The basic question that a particle physicist asks is, “What is the nature of matter?” A group of us realized that astrophysicists were asking the same questions, but they were asking deeper questions than what some of the particle physicists were asking. Particle physicists were breaking matter down to its smallest components, but astrophysicists were beginning to understand that those smallest components of matter are only a very small percentage of the total matter in the universe. Dark energy and dark matter make up 97 percent of the universe, and they’re not completely understood. Our research tries to unravel what dark enery is about.

Is that where you find God in science?

I think there’s an aspect in Christianity, which has always been there, that people are rediscovering in a more profound way: The beauty of creation is a testimony to the beauty of God. Many of the great thinkers, St. Augustine included, believe God’s love is what brought on creation. Scientists who delve into the complexities of nature, beyond the observational, are coming to the realization that there’s a deeper order, a deeper beauty, than they expected. Many argue that we humans have been given this gift of creation to unravel so we can encounter God.

If that’s the case, why aren’t more scientists believers?

I think most scientists are spiritual people, but they certainly wouldn’t want to label themselves as religious because that term brings in the rules and the practices. It has to do with the question of authority. Religious people say, “This is how it is,” and scientists say, “No, this is how it is. I will show you an experiment to prove to you why it’s not as you think.” It’s that question of who has the authority to say what is truth.

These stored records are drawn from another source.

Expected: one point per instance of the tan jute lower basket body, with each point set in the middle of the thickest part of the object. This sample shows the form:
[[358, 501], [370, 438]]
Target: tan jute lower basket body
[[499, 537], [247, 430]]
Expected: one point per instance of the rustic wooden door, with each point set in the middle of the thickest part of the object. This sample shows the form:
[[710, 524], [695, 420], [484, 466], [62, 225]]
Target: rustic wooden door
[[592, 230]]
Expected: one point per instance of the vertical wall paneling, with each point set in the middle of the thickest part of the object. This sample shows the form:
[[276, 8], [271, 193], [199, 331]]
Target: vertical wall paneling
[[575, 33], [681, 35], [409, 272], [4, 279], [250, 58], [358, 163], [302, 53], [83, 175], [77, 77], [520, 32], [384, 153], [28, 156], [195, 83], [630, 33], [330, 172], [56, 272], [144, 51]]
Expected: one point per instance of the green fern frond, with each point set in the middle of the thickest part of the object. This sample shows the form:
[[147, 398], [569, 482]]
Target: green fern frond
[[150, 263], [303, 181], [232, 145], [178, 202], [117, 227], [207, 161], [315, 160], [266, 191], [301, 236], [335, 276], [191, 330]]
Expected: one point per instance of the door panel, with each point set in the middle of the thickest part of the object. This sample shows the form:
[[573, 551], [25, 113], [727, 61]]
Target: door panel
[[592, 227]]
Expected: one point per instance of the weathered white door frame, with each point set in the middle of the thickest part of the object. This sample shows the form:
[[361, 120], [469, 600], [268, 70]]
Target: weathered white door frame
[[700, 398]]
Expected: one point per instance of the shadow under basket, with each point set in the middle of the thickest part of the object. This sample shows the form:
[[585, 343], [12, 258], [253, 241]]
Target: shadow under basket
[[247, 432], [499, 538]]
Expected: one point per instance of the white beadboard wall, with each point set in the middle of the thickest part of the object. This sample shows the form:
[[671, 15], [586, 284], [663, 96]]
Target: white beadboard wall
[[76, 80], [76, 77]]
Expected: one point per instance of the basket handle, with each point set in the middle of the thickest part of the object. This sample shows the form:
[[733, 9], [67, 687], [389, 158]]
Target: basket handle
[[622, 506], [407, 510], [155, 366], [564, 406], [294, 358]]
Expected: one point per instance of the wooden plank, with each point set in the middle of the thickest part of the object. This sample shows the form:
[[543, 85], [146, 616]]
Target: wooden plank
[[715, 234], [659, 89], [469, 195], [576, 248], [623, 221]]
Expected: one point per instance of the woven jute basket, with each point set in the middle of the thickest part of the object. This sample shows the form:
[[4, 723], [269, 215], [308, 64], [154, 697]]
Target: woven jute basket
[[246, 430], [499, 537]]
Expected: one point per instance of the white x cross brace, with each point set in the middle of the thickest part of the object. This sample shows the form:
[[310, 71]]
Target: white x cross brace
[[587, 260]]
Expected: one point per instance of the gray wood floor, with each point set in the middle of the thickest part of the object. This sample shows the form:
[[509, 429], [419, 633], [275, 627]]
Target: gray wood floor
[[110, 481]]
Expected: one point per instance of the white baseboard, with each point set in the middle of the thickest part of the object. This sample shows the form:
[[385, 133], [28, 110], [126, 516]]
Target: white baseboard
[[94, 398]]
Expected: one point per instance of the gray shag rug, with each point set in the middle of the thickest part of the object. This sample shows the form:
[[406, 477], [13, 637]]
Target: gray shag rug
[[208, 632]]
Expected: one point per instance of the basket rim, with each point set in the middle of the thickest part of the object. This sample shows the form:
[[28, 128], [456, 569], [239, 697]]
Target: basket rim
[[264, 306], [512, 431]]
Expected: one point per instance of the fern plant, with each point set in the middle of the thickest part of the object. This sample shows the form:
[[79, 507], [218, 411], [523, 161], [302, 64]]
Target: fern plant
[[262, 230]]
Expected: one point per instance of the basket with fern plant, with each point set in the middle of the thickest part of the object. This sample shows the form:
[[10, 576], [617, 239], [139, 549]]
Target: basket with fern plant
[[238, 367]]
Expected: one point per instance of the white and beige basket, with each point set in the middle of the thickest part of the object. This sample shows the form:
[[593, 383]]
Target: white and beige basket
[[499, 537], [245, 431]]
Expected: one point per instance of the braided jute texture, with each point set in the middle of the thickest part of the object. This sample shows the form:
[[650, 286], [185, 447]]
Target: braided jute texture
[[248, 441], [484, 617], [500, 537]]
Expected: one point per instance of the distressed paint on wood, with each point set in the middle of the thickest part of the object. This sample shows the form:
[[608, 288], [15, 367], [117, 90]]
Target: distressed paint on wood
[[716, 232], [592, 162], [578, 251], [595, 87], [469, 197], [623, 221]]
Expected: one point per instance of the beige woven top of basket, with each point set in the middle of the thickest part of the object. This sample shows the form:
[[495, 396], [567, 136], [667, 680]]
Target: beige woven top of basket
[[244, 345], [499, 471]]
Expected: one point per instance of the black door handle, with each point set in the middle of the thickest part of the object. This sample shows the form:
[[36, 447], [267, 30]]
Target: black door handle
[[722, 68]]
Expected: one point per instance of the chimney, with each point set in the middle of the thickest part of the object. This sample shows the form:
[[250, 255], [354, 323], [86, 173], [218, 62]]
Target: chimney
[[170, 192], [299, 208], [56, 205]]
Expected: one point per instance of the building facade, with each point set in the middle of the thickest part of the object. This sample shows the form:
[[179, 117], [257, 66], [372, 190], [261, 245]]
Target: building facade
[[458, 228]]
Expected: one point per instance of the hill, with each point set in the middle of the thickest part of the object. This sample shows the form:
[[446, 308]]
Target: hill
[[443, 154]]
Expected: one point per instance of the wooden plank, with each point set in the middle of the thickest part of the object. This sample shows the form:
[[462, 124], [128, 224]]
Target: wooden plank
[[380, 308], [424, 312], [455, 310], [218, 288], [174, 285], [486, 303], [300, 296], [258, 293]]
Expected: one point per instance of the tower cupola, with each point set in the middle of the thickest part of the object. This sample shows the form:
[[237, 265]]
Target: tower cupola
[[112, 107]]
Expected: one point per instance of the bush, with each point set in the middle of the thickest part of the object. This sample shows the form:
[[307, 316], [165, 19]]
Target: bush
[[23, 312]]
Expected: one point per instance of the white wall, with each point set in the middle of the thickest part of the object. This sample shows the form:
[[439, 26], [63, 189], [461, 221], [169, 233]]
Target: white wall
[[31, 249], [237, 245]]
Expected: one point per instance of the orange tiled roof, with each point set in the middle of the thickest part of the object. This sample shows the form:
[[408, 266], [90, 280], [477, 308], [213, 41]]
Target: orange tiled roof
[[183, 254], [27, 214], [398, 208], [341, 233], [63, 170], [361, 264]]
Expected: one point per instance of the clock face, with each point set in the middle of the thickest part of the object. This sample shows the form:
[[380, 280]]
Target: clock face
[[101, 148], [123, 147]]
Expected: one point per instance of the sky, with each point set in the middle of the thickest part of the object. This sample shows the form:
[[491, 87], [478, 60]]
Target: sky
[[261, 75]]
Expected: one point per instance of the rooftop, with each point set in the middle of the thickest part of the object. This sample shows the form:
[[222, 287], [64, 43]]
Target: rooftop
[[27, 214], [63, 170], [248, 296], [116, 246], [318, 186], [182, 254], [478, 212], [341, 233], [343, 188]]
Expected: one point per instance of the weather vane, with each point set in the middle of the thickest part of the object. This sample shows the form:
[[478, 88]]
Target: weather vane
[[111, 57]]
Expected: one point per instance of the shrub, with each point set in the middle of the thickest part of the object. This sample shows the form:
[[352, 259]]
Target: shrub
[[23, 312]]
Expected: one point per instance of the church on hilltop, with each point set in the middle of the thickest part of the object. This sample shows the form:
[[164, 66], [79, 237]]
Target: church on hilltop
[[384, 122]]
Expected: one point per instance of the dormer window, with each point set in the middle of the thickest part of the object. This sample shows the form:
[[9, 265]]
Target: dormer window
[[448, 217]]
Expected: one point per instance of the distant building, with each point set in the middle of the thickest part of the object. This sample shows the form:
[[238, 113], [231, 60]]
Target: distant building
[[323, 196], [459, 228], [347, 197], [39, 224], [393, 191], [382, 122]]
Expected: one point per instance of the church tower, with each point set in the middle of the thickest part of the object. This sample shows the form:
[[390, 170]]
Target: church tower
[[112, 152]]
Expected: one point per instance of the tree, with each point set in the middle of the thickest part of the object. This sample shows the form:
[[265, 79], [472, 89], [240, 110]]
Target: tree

However, at some level we have to take some personal responsibility for what we believe. Religion has certain guidelines—yes some of them may seem incorrect, but on another level, some of them are good. It’s like anything else: Why do students go to college? Yes, you could go read the book by yourself, but you need that guidance to give you a framework in which to become a scholar, just like the framework in a religion helps you to become a religious spiritual person.

What’s the biggest challenge facing science today?

I think ignorance is a problem. We’ve progressed so far in our understanding of science, especially through technology. We are able to communicate across the planet with these little devices, but we’ve not increased our knowledge to keep up with that. People are more ignorant then they were in the past, but it’s deadlier now because there’s more to know. That’s what upsets a lot of scientists. When we hear of cuts in education, our teachers are made to feel unimportant. Ultimately, we need to understand that the world is a complex place, which in turn means . . . it’s not all black and white. One of the paradoxes of the modern age is that we are using all these devices that are binary—ones and zeros—and we are starting to adopt a binary view of our world in which everything is either right or wrong, good or bad.

The reality is quite the opposite. There’s a whole region where it’s not binary, a whole gradation and spectral code of things that don’t fit into an A-or-B exclusivity.